Study Up on School Records for Success
By Grace Dumelle
Chicago Board of Education materials can be a treasure trove for information on living as well as deceased persons. Public school records in other cities and towns also have similar types of information on teachers and students.
The Newberry holds annual reports of the Board of Education starting in 1859 (call no. I68926.27). The early years of these reports list teachers’ names, the school they worked at, and their home addresses. Later years often include photographs of newly built schools and other points of pride — the 1899 volume, for example, contains many interior views, such as a kindergarten classroom and an assembly hall.
The
Board of Education Proceedings
(call no. I68962.26) lists names of all elementary, high school, and teachers’ college graduates each school year. The 1933-34 volume continuing through the 1971-72 volume lists birthdates for all elementary-school graduates. As you probably know, the Cook County Birth Index ends in 1916. But the
Proceedings
list birthdates from 1913-1959, making them a marvelous source for still-living persons.
For example, I used the
Proceedings
to locate a long-lost relative for a client in Sweden. The client wanted to find his half-sister Viola in Chicago. He wasn’t sure if she was still alive and had very little to go on. He gave me a few addresses in the old Swedish neighborhood around Belmont and Clark, where his father lived with his first wife and daughter Viola before returning to Sweden and starting a new family in the late 1930s. He wasn’t sure of Viola’s mother’s name, or the date when his father married her. He didn’t know Viola’s married name. But he knew Viola graduated from high school in 1944, though he didn’t know which one. All the relatives that could have supplied information were dead.
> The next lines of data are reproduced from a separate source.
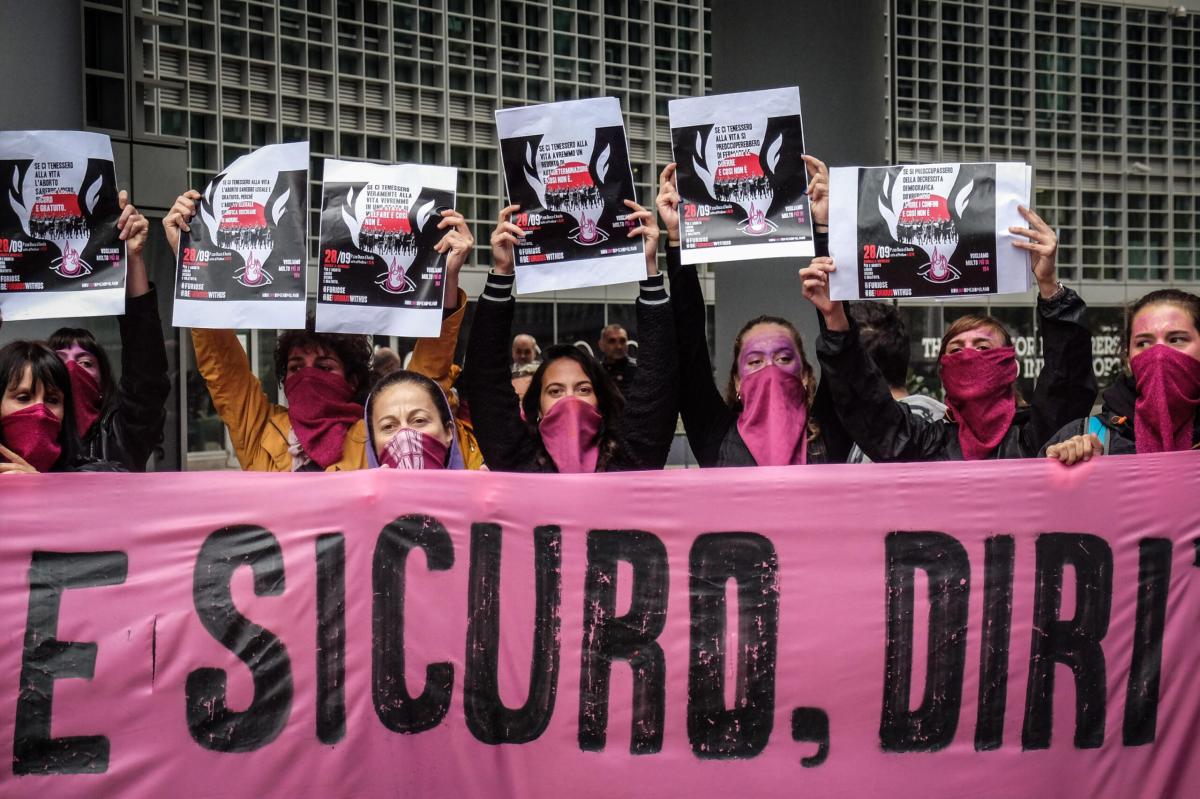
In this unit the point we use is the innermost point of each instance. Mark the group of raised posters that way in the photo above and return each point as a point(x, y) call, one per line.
point(935, 230)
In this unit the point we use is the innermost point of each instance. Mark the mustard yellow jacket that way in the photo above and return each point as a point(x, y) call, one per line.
point(259, 428)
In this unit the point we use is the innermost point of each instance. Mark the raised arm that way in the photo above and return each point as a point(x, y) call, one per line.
point(706, 418)
point(881, 426)
point(495, 409)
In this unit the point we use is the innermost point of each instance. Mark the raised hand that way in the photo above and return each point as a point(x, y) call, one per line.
point(815, 278)
point(504, 238)
point(667, 203)
point(1075, 449)
point(649, 232)
point(179, 216)
point(1043, 247)
point(819, 190)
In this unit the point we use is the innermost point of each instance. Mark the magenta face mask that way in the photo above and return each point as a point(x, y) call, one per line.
point(412, 449)
point(570, 431)
point(33, 433)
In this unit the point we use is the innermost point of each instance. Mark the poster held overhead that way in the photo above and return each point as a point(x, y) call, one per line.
point(931, 230)
point(741, 175)
point(243, 263)
point(567, 166)
point(378, 271)
point(60, 251)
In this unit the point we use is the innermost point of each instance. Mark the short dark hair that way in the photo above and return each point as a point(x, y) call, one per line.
point(352, 349)
point(610, 402)
point(64, 337)
point(885, 337)
point(47, 368)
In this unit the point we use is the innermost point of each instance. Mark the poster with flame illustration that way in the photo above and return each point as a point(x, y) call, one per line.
point(378, 270)
point(60, 254)
point(244, 262)
point(741, 176)
point(935, 230)
point(567, 166)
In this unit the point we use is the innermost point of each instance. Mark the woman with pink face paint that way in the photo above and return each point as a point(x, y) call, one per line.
point(773, 412)
point(978, 368)
point(1156, 406)
point(121, 421)
point(37, 424)
point(573, 418)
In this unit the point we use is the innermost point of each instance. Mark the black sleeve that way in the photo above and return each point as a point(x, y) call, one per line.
point(495, 410)
point(1066, 388)
point(144, 386)
point(652, 403)
point(881, 426)
point(706, 418)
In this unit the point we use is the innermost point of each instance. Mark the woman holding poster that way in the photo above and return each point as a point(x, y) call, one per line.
point(324, 376)
point(574, 419)
point(978, 368)
point(1156, 406)
point(773, 412)
point(121, 421)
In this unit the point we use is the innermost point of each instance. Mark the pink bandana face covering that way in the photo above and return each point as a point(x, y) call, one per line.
point(411, 449)
point(979, 394)
point(1168, 397)
point(33, 433)
point(570, 431)
point(322, 412)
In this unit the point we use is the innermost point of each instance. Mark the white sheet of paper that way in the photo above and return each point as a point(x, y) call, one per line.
point(245, 262)
point(390, 212)
point(741, 176)
point(61, 256)
point(922, 210)
point(568, 166)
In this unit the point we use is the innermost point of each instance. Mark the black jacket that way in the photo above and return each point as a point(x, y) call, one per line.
point(886, 430)
point(1116, 414)
point(652, 403)
point(131, 428)
point(712, 426)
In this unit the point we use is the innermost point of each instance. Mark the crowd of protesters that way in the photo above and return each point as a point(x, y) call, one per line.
point(516, 407)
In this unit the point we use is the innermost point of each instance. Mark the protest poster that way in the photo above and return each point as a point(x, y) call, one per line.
point(244, 262)
point(567, 166)
point(741, 176)
point(378, 271)
point(933, 230)
point(60, 252)
point(439, 634)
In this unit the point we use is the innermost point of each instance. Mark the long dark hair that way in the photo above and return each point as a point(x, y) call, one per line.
point(1189, 302)
point(65, 337)
point(609, 401)
point(47, 370)
point(733, 400)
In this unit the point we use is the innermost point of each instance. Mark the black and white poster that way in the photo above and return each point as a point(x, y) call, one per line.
point(741, 176)
point(567, 164)
point(243, 264)
point(60, 252)
point(934, 230)
point(378, 271)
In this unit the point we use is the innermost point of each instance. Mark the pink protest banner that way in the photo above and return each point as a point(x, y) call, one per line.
point(989, 630)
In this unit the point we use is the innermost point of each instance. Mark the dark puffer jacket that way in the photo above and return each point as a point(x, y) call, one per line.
point(887, 430)
point(1116, 415)
point(652, 402)
point(131, 430)
point(712, 426)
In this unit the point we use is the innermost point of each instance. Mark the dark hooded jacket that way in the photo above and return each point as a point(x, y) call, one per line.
point(131, 428)
point(887, 430)
point(652, 402)
point(1116, 415)
point(712, 425)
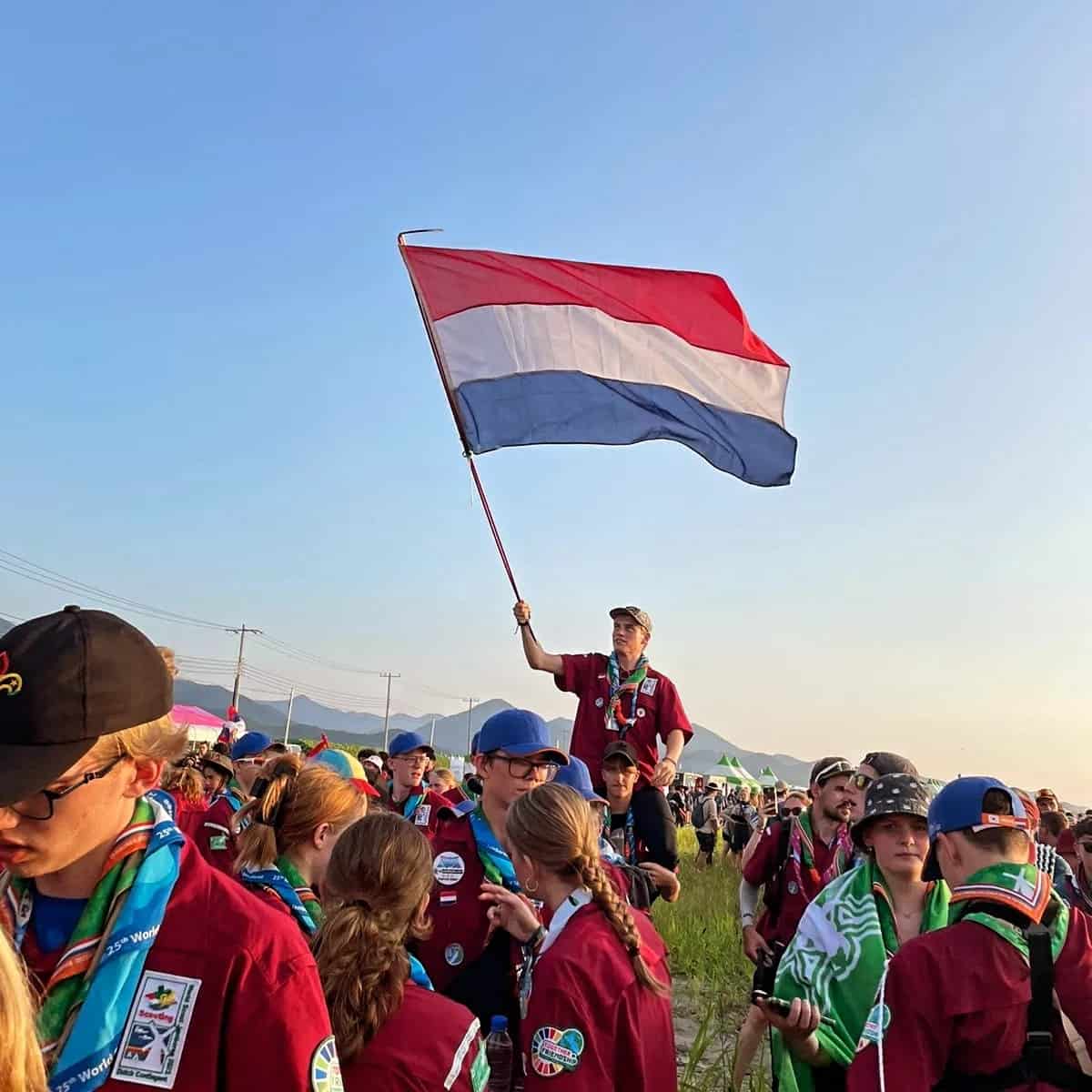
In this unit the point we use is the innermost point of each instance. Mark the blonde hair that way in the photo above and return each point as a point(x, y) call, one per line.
point(552, 825)
point(168, 660)
point(161, 741)
point(379, 875)
point(21, 1068)
point(290, 802)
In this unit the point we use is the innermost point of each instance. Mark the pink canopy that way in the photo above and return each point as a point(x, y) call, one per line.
point(195, 715)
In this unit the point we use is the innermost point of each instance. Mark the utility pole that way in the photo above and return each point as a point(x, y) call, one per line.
point(387, 713)
point(238, 664)
point(470, 732)
point(288, 720)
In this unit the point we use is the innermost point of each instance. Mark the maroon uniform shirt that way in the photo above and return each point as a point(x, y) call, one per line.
point(584, 984)
point(427, 1046)
point(254, 976)
point(426, 816)
point(784, 906)
point(659, 713)
point(959, 998)
point(457, 956)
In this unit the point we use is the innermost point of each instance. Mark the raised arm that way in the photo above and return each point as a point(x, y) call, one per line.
point(538, 659)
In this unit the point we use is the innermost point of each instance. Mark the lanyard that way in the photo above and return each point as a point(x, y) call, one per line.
point(578, 899)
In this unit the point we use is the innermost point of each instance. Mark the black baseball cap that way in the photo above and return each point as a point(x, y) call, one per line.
point(66, 680)
point(621, 749)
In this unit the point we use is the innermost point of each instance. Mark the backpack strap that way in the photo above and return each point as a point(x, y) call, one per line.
point(1036, 1062)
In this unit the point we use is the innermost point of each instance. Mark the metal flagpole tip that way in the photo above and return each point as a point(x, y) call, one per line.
point(418, 230)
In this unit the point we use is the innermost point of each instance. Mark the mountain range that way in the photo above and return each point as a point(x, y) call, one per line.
point(310, 719)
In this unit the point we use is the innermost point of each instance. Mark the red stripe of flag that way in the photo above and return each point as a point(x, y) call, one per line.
point(698, 307)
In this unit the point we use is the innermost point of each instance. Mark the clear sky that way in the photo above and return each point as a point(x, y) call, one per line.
point(218, 397)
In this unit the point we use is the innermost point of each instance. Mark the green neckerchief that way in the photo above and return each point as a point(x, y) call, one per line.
point(1022, 887)
point(836, 959)
point(311, 905)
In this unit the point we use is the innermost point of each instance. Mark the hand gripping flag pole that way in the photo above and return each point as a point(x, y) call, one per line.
point(453, 407)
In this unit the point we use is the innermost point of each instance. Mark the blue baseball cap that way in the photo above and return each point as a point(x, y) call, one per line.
point(407, 742)
point(252, 743)
point(577, 775)
point(959, 806)
point(520, 733)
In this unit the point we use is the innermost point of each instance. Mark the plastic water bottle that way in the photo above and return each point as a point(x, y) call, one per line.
point(498, 1051)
Working on the high school angle, I went to the Harold Washington Library Center and looked at the
Proceedings
for 1944-45 (the Newberry’s holdings end with 1916-17) for possible high schools based on where the family lived. Sure enough, Viola was listed at Lake View High School. In the 1939-40 volume, I pored through the elementary school listings. Viola’s distinctive first name enabled me to pick her out of all the other students of the same last name and get her birthdate. With this and authorization from my client, I was able to get a copy of her birth certificate listing her parents. I was then able to obtain her parents correct marriage record.
The next step was to find out what had happened to Viola since 1944.
I contacted the high school to see if they had old school records or yearbooks that might indicate Viola’s post-graduation plans. They had something better — an alumni association. Its president told me Viola was on his mailing list — the first indication I had that she was still alive. He allowed me to forward a letter to her, and she contacted me a few days after she received it. Viola was “thunderstruck” to learn her half-brother was searching for her. She consented to his writing her, and now they are in regular contact.
It just goes to show you how studying school records can bring together people thousands of miles apart.